S(l)imms Pickens for UM Coverage in South Carolina When At-Fault Driver is Excluded from Insured’s Policy

Written by: Alan R. Belcher, Jr., Esq.

USAA v. Pickens, __ S.C. ____, 2021 (Filed August 11, 2021.)

In this appeal, the Supreme Court of South Carolina was asked to address the applicability of mandatory uninsured motorist coverage (UM) under a USAA personal lines auto policy (Policy).  The Court determined that the Policy did not provide UM benefits to the USAA insured passenger in her own, insured vehicle when the at-fault driver was subject to a “named drivers exclusionary endorsement” on the insured’s accident-involved vehicle.

By way of brief background, Plaintiff/Appellant Pickens apparently had a resident-relative (Simms) with a driving record that was “uninsurable” by USAA standards.  As a result, USAA required Pickens and Simms to execute a version of the customary “named driver exclusionary endorsement.”  That endorsement required an acknowledgment by Simms and Pickens that Simms would be insured under separate coverage.  Pickens’ declarations page from the USAA Policy also contained a provision that stated, “***COVERAGES EXCLUDED WHEN ANY VEHICLE OPERATED BY KEVIN SIMMS***.”  (As a preliminary matter, this sort of amendatory exclusion has been approved by the South Carolina General Assembly pursuant to S.C. Code Ann. § 38-77-340 (2015).)
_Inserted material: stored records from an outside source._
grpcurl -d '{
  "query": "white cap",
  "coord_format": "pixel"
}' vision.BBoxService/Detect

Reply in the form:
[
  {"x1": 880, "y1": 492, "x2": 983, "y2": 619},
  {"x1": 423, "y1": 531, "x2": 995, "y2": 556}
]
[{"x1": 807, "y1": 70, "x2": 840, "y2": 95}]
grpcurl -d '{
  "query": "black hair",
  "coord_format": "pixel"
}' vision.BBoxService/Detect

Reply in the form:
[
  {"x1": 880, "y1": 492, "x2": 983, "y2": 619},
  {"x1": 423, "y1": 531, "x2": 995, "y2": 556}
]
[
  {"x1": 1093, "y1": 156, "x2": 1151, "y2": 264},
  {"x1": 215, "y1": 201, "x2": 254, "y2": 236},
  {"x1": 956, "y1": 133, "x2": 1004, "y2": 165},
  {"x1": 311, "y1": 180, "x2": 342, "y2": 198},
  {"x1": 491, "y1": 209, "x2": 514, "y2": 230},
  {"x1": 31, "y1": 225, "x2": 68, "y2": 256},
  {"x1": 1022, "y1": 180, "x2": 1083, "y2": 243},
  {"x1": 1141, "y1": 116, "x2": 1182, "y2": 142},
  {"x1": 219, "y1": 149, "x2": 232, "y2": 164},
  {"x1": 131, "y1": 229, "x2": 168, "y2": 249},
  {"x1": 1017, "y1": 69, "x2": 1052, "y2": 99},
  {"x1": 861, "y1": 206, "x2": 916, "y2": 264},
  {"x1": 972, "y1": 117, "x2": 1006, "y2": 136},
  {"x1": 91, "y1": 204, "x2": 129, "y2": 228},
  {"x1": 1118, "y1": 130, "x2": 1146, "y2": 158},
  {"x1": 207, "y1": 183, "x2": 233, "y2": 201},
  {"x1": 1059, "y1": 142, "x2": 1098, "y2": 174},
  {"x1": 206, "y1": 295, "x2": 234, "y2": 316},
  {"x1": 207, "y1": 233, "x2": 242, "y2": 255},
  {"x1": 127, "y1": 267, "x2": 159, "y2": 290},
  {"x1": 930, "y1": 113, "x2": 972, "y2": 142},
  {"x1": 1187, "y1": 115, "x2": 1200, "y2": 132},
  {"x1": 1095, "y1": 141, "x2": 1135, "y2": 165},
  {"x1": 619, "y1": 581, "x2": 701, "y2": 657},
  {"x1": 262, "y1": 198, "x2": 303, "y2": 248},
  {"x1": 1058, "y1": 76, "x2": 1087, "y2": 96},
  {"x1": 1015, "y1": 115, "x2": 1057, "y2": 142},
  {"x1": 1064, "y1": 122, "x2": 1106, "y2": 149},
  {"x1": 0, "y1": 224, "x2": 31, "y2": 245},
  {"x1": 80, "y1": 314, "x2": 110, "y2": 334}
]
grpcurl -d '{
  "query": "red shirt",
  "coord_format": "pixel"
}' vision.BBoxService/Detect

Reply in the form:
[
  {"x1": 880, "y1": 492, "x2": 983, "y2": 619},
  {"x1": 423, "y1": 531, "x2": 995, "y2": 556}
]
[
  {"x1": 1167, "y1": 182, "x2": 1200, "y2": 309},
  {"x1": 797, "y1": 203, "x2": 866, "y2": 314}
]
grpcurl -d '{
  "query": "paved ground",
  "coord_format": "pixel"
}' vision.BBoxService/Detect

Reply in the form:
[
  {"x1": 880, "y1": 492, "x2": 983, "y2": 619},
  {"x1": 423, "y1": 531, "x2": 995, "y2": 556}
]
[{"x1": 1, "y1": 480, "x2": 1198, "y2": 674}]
At some point thereafter, Pickens was a passenger in one of her insured vehicles in which Simms was the operator.  An accident ensued and Pickens was injured.  Apparently, Simms had failed to secure alternative coverage as required by S.C. Code Ann. § 38-77-340 that would “fully” cover Pickens’ damages.

When the coverage issue was raised, USAA filed a declaratory judgment in the Court of Common Pleas for Richland County, South Carolina to resolve the dispute between Pickens and USAA.

The presiding judge for the Court of Common Pleas of Richland County, South Carolina (Hood, Robert E., J.) determined that Pickens was not entitled to UM coverage under the Policy.  Pickens filed an appeal.

On appeal, Pickens asserted that S.C. Code Ann. § 38-77-340 applied solely to liability insurance. Furthermore, because she made an UM claim, she asserted that she was entitled to benefits under the Policy, regardless of who was operating the insured vehicle.

USAA argued that the “named driver exclusionary endorsement” excluded all forms of coverage, and that this endorsement was expressly authorized by S.C. Code Ann. § 38-77-340.  USAA further argued that to allow Pickens to recover under the UM provisions of the Policy in this case would create a “perverse incentive” for policyholders to exclude all members of their households from coverage under their personal lines policies.

The SC Supreme Court held that Pickens (as a passenger in her own, insured vehicle) was not entitled to UM coverage under the circumstances.  The Court began its analysis with reference to Nationwide Insurance Co. of America v. Knight, 428 S.C. 451, 835 S.E.2d 538 (Ct. App. 2019), aff’d, Op. No. 28028 (S.C. Sup. Ct. filed May 12, 2021) (Shearouse Adv. Sh. No. 16).

Knight addressed a similar issue on similar facts concerning underinsured motorist coverage (UIM), and arrived at the same result. In Knight, the Court held that S.C. Code Ann. § 38-77-340 the statutory provision allowing the “named driver exclusionary endorsement” did not prohibit the exclusion of UIM coverage.

When the Court applied Knight to the facts in the Pickens appeal, it held:

Like Knight, Pickens entered into an agreement with USAA naming Simms as an excluded driver. Pickens also verified that Simms had sufficient coverage under his own, separate policy as required by statute. See S.C. Code Ann. §§ 38-77- 140, -150 (2015). The Supreme Court held that its reasoning expressed in Knight applies equally here: where the parties agree to exclude coverage when a named driver is operating a vehicle, that exclusion extends to all forms of coverage in the policy, including mandatory UM coverage. The exclusion at issue specifically applies to “such insurance as is afforded under this policy,” and provides that USAA will not be liable when Simms is operating a vehicle described in the Policy. Accordingly, USAA’s denial of UM coverage to Pickens did not violate S.C. Code Ann. § 38-77-340.

In closing, the SC Supreme Court held, “excluding a named driver from all forms of coverage—even mandatory coverage—is permitted by S.C. Code Ann. § 38-77-340 and therefore does not violate S.C. Code Ann. § 38-77-150.”

The “take-home” message from Pickens: regardless of whether coverage is statutorily mandated or contractually permitted”, i.e., UM v. UIM, PIP, etc., that coverage will not extend to motor vehicle accidents, where excluded drivers are behind the wheel and involved in a motor vehicle accident.